Nun, und wenn die Klasse Bestellung nun eine Method addArtikel( String artikel ) hätte - könnte man diese synchronisieren?


----------



## FArt (29. Nov 2011)

reNur hat gesagt.:


> Nun, und wenn die Klasse Bestellung nun eine Method addArtikel( String artikel ) hätte - könnte man diese synchronisieren?




Wozu? Die Bestellung wird doch nur von einem SLSB verarbeitet bzw. von einem Call gleichzeitig verarbeitet.


----------



## reNur (29. Nov 2011)

Aber was, wenn nicht?

Also wenn - nur so als Beispiel - Artikel messagebasiert hinzugefügt werden. Mehrere MDBs hören auf eine "füge Artikel zu Bestellung mit ID x hinzu" Nachricht. Trifft diese ein, so holen sie sich eine Instanz der Bestellung über die Singleton Bean. Zu der entsprechenden ID wird - da Singleton - ja immer die selbe Instanz der Bestellung zurückgeliefert. Es kann also sein, dass mehrere MessageDriven Beans eine Bestellungs-Instanz bearbeiten und mit "addArtikel" einen Artikel hinzufügen wollen.


----------



## FArt (30. Nov 2011)

Das wäre fehlerhaftes Design in einem EE Umfeld.

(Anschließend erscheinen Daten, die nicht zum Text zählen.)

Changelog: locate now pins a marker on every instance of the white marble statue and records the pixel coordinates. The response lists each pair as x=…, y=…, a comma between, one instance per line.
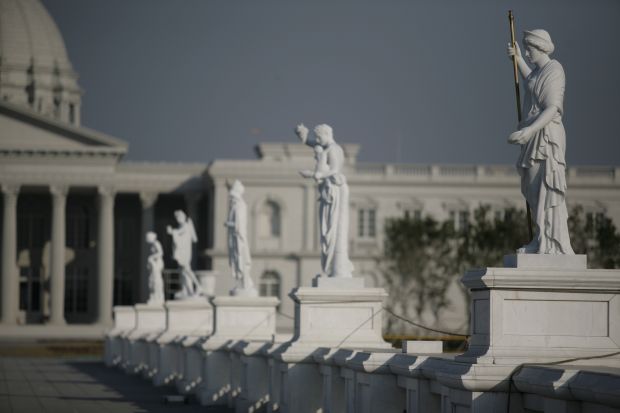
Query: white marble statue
x=238, y=247
x=182, y=239
x=333, y=200
x=155, y=266
x=542, y=164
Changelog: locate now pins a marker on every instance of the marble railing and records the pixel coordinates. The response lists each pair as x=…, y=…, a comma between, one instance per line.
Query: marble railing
x=254, y=376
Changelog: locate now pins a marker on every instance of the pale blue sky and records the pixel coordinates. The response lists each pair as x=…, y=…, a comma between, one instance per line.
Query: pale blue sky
x=412, y=81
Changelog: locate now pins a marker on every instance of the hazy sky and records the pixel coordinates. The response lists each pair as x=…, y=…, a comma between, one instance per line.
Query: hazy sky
x=411, y=80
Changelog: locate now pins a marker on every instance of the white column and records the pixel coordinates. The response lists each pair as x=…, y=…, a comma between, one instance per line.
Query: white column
x=10, y=277
x=105, y=254
x=57, y=279
x=148, y=200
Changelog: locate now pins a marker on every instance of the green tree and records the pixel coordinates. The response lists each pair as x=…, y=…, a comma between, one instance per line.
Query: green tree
x=417, y=266
x=423, y=257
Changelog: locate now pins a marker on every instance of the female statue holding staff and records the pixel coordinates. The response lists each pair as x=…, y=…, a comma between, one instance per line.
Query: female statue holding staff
x=333, y=200
x=542, y=164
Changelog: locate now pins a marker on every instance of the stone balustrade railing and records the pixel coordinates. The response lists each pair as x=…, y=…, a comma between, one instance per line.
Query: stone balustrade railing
x=545, y=337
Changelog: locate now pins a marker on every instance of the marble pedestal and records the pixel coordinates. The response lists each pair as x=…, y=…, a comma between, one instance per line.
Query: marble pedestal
x=336, y=313
x=237, y=318
x=191, y=317
x=124, y=322
x=542, y=308
x=150, y=322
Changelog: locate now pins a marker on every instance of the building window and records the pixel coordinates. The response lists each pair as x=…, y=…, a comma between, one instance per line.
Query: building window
x=76, y=289
x=366, y=222
x=270, y=220
x=415, y=214
x=460, y=219
x=71, y=113
x=30, y=289
x=270, y=284
x=78, y=228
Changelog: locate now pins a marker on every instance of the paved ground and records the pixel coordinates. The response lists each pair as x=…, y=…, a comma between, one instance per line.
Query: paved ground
x=33, y=385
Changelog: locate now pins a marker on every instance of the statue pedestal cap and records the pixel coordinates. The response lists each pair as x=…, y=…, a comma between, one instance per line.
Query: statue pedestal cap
x=150, y=322
x=544, y=308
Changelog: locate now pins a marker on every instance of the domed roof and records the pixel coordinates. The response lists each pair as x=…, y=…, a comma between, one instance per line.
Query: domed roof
x=35, y=70
x=28, y=32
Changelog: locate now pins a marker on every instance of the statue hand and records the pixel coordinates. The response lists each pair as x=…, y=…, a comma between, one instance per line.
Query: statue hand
x=306, y=173
x=302, y=132
x=513, y=51
x=521, y=137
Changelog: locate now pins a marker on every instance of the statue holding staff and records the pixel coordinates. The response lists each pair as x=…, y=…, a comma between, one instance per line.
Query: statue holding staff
x=183, y=237
x=155, y=266
x=541, y=163
x=239, y=257
x=333, y=200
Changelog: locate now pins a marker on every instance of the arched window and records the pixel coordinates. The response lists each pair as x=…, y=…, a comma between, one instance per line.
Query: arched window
x=270, y=284
x=270, y=219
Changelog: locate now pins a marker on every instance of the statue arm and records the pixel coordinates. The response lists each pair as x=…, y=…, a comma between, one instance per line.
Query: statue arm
x=524, y=69
x=336, y=161
x=543, y=119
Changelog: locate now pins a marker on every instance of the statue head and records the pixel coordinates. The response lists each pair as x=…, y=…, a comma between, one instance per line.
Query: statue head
x=324, y=134
x=151, y=237
x=180, y=216
x=236, y=189
x=539, y=39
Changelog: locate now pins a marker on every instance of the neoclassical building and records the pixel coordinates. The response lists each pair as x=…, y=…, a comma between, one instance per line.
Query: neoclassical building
x=74, y=213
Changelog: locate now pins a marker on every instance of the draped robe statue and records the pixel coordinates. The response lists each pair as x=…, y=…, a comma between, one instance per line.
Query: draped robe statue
x=239, y=257
x=541, y=163
x=333, y=200
x=183, y=237
x=155, y=266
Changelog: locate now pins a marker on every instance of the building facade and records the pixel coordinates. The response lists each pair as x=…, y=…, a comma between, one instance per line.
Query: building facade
x=74, y=214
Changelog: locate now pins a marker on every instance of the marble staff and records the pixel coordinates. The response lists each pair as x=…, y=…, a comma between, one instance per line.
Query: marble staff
x=541, y=163
x=511, y=20
x=333, y=199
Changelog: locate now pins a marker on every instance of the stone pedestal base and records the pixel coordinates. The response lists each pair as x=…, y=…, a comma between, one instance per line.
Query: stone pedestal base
x=150, y=322
x=236, y=318
x=124, y=322
x=541, y=311
x=327, y=316
x=187, y=317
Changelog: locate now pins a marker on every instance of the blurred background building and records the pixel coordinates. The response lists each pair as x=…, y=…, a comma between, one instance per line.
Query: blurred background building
x=74, y=213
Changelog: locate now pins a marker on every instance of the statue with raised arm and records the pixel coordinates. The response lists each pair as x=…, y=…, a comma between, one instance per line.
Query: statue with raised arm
x=183, y=237
x=541, y=163
x=333, y=200
x=239, y=257
x=155, y=266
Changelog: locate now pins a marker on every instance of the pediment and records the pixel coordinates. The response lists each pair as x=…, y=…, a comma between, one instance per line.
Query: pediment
x=24, y=131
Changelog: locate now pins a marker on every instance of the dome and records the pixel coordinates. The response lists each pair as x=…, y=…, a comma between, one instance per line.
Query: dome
x=35, y=70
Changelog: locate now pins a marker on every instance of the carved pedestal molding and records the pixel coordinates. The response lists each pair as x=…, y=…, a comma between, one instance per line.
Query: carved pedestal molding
x=543, y=310
x=57, y=256
x=105, y=254
x=124, y=323
x=10, y=277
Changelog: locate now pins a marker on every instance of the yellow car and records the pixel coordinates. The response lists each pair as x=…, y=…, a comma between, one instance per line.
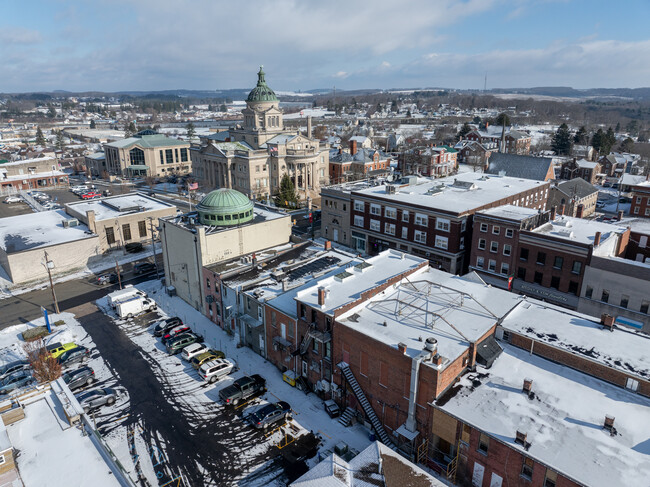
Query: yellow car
x=206, y=357
x=57, y=349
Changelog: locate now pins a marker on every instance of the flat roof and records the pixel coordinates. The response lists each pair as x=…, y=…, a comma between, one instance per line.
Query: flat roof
x=563, y=422
x=357, y=278
x=115, y=206
x=52, y=455
x=27, y=232
x=458, y=194
x=431, y=304
x=582, y=335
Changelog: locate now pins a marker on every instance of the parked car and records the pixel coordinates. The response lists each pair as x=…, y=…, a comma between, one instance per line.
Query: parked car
x=16, y=381
x=144, y=268
x=175, y=332
x=96, y=398
x=332, y=408
x=83, y=376
x=134, y=247
x=162, y=327
x=13, y=367
x=58, y=348
x=178, y=343
x=269, y=414
x=199, y=360
x=193, y=350
x=73, y=356
x=243, y=389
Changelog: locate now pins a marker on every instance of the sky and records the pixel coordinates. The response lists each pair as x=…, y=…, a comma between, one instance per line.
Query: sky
x=115, y=45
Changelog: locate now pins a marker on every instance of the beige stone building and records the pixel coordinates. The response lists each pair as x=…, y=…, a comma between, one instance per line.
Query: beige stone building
x=253, y=157
x=147, y=154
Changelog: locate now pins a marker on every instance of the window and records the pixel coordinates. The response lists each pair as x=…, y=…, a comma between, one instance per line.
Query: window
x=551, y=478
x=110, y=235
x=527, y=468
x=625, y=301
x=483, y=443
x=605, y=296
x=442, y=224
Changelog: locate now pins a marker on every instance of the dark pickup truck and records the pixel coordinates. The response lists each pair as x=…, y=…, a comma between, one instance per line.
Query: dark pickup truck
x=242, y=389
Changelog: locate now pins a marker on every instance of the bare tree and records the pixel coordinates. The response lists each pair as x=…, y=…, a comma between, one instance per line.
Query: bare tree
x=45, y=367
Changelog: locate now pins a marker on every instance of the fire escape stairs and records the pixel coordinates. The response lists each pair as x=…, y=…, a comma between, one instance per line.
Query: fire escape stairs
x=361, y=397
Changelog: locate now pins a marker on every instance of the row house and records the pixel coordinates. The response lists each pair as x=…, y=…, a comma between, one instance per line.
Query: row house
x=433, y=218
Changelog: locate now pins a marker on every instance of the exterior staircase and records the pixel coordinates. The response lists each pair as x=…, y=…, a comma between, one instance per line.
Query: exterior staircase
x=361, y=397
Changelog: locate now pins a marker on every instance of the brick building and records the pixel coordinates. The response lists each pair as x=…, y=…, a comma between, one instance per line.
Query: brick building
x=433, y=218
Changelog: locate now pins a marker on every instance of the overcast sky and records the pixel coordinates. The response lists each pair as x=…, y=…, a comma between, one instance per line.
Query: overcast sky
x=112, y=45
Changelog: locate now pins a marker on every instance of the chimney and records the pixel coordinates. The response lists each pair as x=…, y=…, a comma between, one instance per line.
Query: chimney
x=353, y=147
x=607, y=321
x=528, y=386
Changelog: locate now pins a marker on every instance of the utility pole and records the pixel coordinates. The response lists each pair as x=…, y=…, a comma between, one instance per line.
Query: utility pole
x=49, y=265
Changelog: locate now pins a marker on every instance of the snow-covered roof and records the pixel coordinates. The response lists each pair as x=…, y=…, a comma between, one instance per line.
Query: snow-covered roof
x=582, y=335
x=563, y=420
x=458, y=194
x=431, y=304
x=116, y=206
x=352, y=282
x=27, y=232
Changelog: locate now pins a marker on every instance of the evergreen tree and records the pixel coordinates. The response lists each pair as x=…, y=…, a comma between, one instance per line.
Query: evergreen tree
x=40, y=138
x=561, y=142
x=287, y=196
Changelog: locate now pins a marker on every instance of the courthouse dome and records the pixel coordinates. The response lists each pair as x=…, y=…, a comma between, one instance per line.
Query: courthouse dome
x=224, y=207
x=261, y=92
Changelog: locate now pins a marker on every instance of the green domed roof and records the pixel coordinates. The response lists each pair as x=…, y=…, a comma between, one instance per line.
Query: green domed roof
x=224, y=207
x=261, y=92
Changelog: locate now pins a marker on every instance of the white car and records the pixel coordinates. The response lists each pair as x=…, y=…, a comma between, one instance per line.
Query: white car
x=216, y=369
x=193, y=350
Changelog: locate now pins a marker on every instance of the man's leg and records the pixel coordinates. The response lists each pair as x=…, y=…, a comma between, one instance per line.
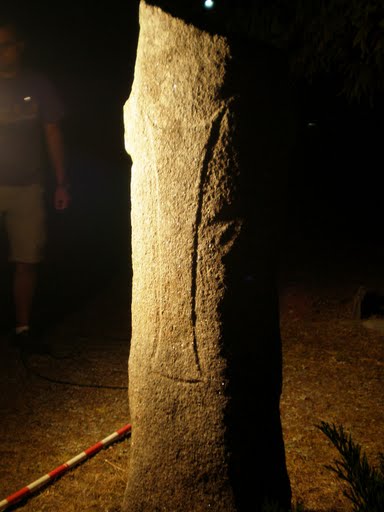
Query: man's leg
x=24, y=283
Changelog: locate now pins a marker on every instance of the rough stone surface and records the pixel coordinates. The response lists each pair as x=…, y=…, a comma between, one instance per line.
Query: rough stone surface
x=189, y=237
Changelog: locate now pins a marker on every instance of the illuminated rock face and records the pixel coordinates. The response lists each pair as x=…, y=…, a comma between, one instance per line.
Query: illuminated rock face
x=191, y=353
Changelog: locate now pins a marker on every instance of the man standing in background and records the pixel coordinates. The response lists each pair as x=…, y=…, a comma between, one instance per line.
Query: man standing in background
x=30, y=115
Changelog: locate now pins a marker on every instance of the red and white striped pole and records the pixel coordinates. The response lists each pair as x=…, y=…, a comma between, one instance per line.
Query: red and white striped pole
x=25, y=491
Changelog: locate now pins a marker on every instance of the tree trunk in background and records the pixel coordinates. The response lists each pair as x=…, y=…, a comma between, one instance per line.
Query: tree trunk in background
x=208, y=126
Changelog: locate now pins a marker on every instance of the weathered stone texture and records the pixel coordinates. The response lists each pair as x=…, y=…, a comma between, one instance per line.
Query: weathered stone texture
x=186, y=218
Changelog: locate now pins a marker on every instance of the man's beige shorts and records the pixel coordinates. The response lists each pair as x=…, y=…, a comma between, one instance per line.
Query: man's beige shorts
x=22, y=211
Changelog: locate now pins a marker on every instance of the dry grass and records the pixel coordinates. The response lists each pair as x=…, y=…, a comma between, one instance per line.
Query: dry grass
x=333, y=371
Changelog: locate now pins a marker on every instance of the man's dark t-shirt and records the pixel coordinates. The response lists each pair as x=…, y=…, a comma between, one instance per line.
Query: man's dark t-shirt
x=27, y=102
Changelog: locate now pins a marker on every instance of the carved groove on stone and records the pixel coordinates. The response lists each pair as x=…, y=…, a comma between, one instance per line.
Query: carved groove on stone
x=211, y=143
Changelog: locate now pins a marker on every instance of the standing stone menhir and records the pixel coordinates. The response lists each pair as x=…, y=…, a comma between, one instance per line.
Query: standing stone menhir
x=205, y=362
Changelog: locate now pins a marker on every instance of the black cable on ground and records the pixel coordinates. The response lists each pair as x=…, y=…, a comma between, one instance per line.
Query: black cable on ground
x=24, y=360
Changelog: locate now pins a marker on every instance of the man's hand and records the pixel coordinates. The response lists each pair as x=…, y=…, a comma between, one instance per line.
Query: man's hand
x=62, y=197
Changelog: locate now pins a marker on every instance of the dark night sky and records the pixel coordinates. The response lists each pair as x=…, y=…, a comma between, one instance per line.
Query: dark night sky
x=89, y=49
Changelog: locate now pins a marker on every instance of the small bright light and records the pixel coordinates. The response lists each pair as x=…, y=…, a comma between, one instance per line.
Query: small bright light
x=209, y=4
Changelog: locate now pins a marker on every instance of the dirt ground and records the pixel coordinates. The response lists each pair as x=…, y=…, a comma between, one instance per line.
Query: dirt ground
x=333, y=371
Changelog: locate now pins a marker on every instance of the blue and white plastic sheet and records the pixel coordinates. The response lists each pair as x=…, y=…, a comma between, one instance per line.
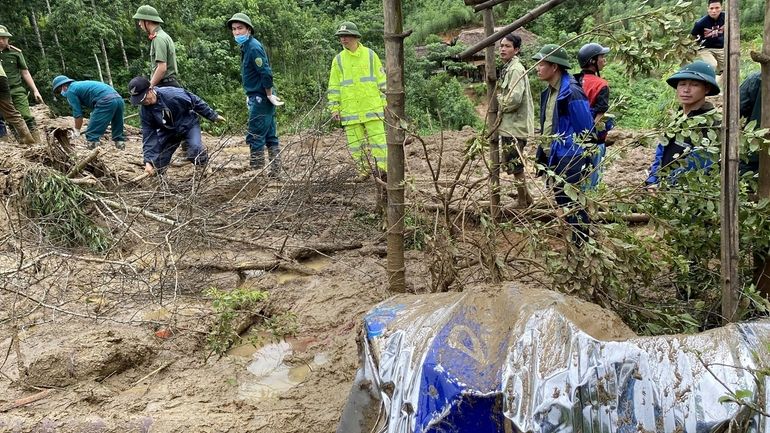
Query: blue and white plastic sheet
x=507, y=360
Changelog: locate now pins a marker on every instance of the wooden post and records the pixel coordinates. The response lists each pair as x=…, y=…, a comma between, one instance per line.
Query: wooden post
x=487, y=5
x=730, y=142
x=529, y=16
x=491, y=120
x=763, y=274
x=395, y=112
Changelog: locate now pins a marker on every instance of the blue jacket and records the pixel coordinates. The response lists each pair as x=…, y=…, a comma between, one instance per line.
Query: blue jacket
x=681, y=157
x=255, y=68
x=170, y=117
x=87, y=94
x=571, y=116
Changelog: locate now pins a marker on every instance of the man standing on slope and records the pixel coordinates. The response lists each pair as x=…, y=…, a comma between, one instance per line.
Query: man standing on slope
x=672, y=158
x=517, y=114
x=357, y=99
x=10, y=113
x=257, y=77
x=16, y=70
x=709, y=32
x=591, y=59
x=162, y=48
x=565, y=118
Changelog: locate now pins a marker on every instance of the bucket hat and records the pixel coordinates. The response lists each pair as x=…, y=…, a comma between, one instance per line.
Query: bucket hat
x=699, y=71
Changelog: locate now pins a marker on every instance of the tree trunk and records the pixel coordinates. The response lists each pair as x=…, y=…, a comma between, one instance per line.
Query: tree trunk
x=395, y=113
x=33, y=21
x=529, y=16
x=56, y=39
x=99, y=67
x=123, y=51
x=491, y=120
x=763, y=274
x=730, y=141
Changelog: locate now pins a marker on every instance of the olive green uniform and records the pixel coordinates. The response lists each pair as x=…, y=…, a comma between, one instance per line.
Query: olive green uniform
x=10, y=113
x=162, y=49
x=13, y=62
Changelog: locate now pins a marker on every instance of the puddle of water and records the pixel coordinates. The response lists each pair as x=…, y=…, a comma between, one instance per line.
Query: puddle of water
x=270, y=376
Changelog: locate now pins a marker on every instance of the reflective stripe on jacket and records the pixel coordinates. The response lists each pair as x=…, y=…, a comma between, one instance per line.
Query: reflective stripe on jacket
x=357, y=86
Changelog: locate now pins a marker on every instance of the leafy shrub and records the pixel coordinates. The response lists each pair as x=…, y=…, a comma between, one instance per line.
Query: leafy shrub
x=228, y=305
x=60, y=208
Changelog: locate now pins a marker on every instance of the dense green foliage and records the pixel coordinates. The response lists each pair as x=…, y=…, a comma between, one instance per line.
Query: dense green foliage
x=60, y=208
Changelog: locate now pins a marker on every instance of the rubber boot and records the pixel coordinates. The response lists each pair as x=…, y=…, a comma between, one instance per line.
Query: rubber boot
x=274, y=154
x=522, y=193
x=257, y=160
x=36, y=135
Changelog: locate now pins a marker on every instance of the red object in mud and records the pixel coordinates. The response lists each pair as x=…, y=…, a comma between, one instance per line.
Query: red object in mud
x=163, y=333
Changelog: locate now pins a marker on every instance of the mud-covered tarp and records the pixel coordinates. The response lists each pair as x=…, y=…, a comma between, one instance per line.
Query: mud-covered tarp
x=516, y=360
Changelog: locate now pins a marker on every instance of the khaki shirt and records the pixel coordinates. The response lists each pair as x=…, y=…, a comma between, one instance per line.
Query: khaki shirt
x=13, y=63
x=515, y=98
x=162, y=49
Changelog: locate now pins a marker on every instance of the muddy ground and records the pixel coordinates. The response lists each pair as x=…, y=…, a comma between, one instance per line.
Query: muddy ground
x=116, y=341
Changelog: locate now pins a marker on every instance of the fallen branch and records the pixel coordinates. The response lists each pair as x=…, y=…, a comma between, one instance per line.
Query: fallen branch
x=27, y=400
x=307, y=251
x=270, y=265
x=80, y=166
x=168, y=221
x=85, y=181
x=141, y=177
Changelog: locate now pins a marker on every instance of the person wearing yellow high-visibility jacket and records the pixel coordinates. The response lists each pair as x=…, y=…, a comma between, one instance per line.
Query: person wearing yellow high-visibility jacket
x=356, y=97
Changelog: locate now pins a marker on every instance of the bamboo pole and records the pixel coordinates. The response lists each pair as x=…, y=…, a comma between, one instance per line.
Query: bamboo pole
x=491, y=121
x=730, y=142
x=395, y=113
x=763, y=269
x=528, y=17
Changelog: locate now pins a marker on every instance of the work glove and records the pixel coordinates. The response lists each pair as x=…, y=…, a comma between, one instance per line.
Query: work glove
x=275, y=100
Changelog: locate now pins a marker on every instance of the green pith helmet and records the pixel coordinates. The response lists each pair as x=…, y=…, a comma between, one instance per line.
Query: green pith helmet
x=59, y=81
x=240, y=17
x=348, y=29
x=553, y=53
x=699, y=71
x=147, y=13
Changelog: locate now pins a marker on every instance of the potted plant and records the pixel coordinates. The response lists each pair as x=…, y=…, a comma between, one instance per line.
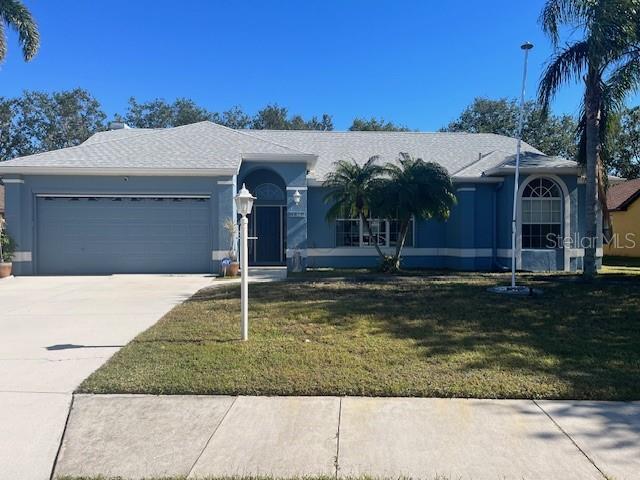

Du denkst einfach zu "kleinkariert", also mit den Gedanken eines Java-Entwicklers, nicht eines Enterprise-Entwicklers. Wie du schon sagtest, sind das natürlich normalerweise Entitäten auf der DB und somit über die Transaktion gekapselt. Wenn du so etwas zur Laufzeit machen möchtest, müsstest du das in einem Singleton Bean ("Service") tun, also nicht den Artikel herausgeben.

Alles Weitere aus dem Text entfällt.